Headlines: August 30th, 2006

ESSAYS WIDEN DEBATE ON FUTURE OF CITY-REGIONS POLICY

 

A series of essays launched by the think tank the New Local Government Network stresses the need for future city-regions to reflect grassroots realities rather than top down design. The contributions, from key figures in local government are underpinned by the view that that there is a difference between the Whitehall view of where the policy should go next and that found in local government.

The collection, “Views of the City: can city-regions find their place?” includes contributions from David Blunkett, Sir Robert Kerslake, the Chief Executive of Sheffield City Council and Ged Fitzgerald, Chief Executive at Sunderland City Council.

David Blunkett argues that city-regions have to be seen in the context of wider decentralisation and changes to the way local government is financed. He calls for the forthcoming White Paper on local government to answer “real questions rather than simply reiterating the blindingly obvious” and he urges greater freedoms for local authorities to raise local revenue. Sir Robert Kerslake, meanwhile, says cities are often best placed to plan strategically.

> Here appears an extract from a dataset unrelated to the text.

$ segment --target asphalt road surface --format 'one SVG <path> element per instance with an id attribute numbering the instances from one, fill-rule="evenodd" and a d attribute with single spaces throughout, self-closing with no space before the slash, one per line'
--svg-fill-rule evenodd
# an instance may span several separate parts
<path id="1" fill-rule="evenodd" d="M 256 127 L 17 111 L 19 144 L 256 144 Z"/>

Ged Fitzgerald highlights the lack of any enduring regional and sub-regional urban strategy that fits the character of cities other than London. Finding ways to give a positive advantage to those parts of the country outside the capital, he says, is still a crucial challenge. The need for evolutionary rather than imposed governance reform is set out by Councillor John Merry, the Leader of Salford City Council. Many reforms, he writes, need to be rooted in the values, identity and character of a particular community.

Chris Leslie, the Director of the New Local Government Network believes the essays are an important addition to the debate in the run up to the local government White Paper. “Leadership of our large conurbations and city-regions is crucial, not only to improve the voice for their residents in relation to the dominant position held by the capital, but also to fight for inward investment and public facilities so desperately needed if prosperity and growth is to be generated in every corner of England,” he said.